By Sheldeen Joy Talavera, Reporter

THE VISAYAS GRID was again placed on red and yellow alerts on Wednesday, while the Luzon grid was put under yellow alert, with more than 30 power plants still either on forced outage or operating at limited capacity, according to the National Grid Corp. of the Philippines (NGCP).

In a statement, the NGCP said that as of 6:47 p.m. on Wednesday, a red alert had been raised over the Visayas grid from 5 p.m. to 9 p.m. due to the reduced output of the Mindanao-Visayas interconnection project after two power plants with a total capacity of 273 megawatts (MW) tripped.

Earlier in the day, the NGCP said the Luzon grid was under the yellow alert status from 1 p.m. to 11 p.m. on April 17. During this period, available capacity was 13,607 MW, while peak demand was 12,874 MW.

“Eighteen power plants are on forced outage, while three others are running on derated capacities, for a total of 1,969.3 MW unavailable to the grid,” the grid operator said.

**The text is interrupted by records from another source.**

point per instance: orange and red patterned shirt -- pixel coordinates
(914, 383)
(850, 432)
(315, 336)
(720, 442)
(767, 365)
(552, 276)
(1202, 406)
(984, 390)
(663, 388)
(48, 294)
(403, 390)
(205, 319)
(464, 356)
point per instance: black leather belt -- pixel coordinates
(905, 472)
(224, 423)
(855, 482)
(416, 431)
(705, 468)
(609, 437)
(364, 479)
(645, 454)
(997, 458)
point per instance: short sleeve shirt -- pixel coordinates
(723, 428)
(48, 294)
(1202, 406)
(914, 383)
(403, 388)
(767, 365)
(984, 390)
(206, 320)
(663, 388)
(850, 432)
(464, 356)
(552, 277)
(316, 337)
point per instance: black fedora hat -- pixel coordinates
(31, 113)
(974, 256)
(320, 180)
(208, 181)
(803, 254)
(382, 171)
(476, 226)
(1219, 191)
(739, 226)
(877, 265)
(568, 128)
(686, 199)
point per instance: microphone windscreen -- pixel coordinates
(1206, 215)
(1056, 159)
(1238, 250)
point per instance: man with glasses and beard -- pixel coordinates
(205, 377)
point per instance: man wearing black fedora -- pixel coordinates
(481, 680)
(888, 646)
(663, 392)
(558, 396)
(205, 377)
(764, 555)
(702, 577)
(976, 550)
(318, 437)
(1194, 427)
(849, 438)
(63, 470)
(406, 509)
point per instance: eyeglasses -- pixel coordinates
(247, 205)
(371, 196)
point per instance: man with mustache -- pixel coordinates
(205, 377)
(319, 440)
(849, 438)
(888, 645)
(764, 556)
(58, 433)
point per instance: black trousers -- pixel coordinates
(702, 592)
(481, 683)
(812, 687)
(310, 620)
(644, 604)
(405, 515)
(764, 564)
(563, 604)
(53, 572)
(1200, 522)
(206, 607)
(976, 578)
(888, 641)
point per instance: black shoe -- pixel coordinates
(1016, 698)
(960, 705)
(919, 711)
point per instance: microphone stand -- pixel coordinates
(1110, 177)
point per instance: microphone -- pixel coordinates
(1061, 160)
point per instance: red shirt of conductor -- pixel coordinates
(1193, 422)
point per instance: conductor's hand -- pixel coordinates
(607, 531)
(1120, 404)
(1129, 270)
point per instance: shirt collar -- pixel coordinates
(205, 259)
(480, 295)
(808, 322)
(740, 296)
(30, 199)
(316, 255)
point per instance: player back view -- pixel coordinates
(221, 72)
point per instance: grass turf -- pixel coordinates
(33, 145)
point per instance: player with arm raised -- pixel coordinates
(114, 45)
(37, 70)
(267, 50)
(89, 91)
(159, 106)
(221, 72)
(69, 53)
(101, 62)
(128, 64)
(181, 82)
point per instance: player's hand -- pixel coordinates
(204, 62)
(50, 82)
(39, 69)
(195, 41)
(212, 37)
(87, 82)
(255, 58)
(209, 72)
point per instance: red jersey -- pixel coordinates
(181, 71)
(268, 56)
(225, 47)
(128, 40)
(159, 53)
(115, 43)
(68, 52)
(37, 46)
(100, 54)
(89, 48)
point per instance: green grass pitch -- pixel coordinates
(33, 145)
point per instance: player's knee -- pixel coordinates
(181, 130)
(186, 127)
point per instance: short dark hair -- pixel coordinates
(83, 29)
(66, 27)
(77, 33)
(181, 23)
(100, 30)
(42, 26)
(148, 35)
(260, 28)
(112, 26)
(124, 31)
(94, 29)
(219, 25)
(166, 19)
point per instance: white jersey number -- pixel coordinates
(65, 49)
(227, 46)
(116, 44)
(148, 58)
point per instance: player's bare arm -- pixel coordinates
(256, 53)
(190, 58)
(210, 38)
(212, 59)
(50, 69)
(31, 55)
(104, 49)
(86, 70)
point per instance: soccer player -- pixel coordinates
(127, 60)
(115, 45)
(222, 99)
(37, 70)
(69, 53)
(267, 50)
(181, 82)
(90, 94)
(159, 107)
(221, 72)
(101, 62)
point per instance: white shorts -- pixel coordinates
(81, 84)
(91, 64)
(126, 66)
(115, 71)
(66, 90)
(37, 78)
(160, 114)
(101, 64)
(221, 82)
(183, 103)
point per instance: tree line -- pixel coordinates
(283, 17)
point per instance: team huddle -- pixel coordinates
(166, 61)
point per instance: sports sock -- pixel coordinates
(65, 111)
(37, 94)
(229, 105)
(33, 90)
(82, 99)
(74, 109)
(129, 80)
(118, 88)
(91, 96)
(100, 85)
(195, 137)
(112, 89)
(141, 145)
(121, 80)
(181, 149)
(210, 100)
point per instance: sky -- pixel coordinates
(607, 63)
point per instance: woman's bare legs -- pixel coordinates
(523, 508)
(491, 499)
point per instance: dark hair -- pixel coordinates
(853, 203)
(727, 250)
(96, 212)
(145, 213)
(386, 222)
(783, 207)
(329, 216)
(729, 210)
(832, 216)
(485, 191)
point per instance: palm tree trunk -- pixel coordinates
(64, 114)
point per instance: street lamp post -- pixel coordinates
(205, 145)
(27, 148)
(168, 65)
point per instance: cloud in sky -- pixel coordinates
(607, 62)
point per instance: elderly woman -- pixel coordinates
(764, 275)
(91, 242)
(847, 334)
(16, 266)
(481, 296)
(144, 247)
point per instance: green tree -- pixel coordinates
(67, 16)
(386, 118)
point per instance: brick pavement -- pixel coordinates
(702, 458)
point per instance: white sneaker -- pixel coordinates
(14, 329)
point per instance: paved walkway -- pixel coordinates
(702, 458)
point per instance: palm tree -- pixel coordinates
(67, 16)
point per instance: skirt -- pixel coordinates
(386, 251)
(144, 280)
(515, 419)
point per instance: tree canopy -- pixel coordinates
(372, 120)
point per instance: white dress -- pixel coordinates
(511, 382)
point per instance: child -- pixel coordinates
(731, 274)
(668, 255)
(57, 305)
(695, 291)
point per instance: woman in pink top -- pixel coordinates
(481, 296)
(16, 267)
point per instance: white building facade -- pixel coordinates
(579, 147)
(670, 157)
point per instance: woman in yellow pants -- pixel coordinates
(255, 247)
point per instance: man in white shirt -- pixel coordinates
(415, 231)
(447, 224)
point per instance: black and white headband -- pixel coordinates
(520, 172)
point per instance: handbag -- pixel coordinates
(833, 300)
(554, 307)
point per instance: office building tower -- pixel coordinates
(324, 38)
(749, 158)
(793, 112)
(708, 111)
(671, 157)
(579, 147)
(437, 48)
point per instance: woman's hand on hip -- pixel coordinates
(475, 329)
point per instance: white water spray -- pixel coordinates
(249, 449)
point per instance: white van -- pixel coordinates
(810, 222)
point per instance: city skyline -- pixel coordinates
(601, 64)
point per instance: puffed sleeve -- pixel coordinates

In the Visayas, the yellow alert was raised from 1 p.m. to 10 p.m. as 13 power plants went on forced outage, while five others were running at limited capacity, bringing the total unavailable capacity to 698 MW.

Peak demand was at 2,523 MW, nearly outpacing the available capacity at 2,713 MW.

Yellow alerts are issued when the supply available to the grid falls below a safety threshold. If the supply-demand balance deteriorates further, a red alert is declared.

On Tuesday, both red and yellow alerts were declared as 42 power plant units went on forced outage or were derated, losing a total capacity of over 3,000 MW.

Manual load dropping or rotational power interruptions were implemented in some parts of Luzon.

Red and yellow alerts were first lifted in the Visayas at 9:01 p.m. and 11:01 p.m., respectively on Tuesday.

NGCP lifted the red and yellow alerts over Luzon at 11:01 p.m. on Tuesday and 12:01 a.m. on Wednesday.

The Southwest Luzon Power Generation Corp. unit 2 with 150 MW and Sta. Rita 40 of First Gen Corp. with 264 MW had gone back online as of 3:03 a.m. on April 17.

In a separate statement, the Philippine Independent Power Producers Association, Inc. (PIPPA) said majority of the 19 power plants in the Luzon grid that were on outage were hydropower plants with low water levels.

“The PIPPA member-generators have submitted the reports required in instances of unplanned outage and continue to prioritize efforts in further strengthening the resilience of their generation assets,” the group said.

Gerry C. Arances, convenor of the People for Power Coalition, said the incident should be a wakeup call to transition from fossil fuel to renewable energy.

“The government needs to wake up and get on with the program,” he said in an e-mailed statement. “Fossil fuel dependence leads to costly and undependable energy.”

“The long-term solution is obvious to anyone not blinded by fumes from fossil fuels. Transitioning to renewable energy is the only solution,” he added.

As of 11 a.m., Manila Electric Co. (Meralco) said it had advised the participants of its Interruptible Load Program to be on standby in case of a red alert.

These are large power consumers that have their own generating facilities. These entities stop drawing power from the grid during times of unreliable supply, tapping their own power plants for their needs and reducing the overall load on the grid.

“We are calling on consumers to join our energy conservation because this will help us to preserve the integrity of our electric power industry system where the demand will not be that high,” Energy Assistant Secretary Mario C. Marasigan told state media. “We will not have rotational brownouts or widespread outage.

As of 4:15 p.m. on Tuesday, Meralco had implemented emergency manual load dropping, affecting about 50,000 customers in parts of Batangas, Bulacan, Cavite and Laguna. All services had been fully restored by 5:58 p.m.

“We again call on the public to continue practicing energy conservation and efficiency measures to help manage the overall demand,” the power distributor said.

Monalisa C. Dimalanta, chairman and chief executive officer of the Energy Regulatory Commission (ERC), said that they would investigate the power failures.

Under a resolution issued by the ERC in 2020, generation companies must submit an event report to the regulator for planned and unplanned failures of generating facilities within 48 hours.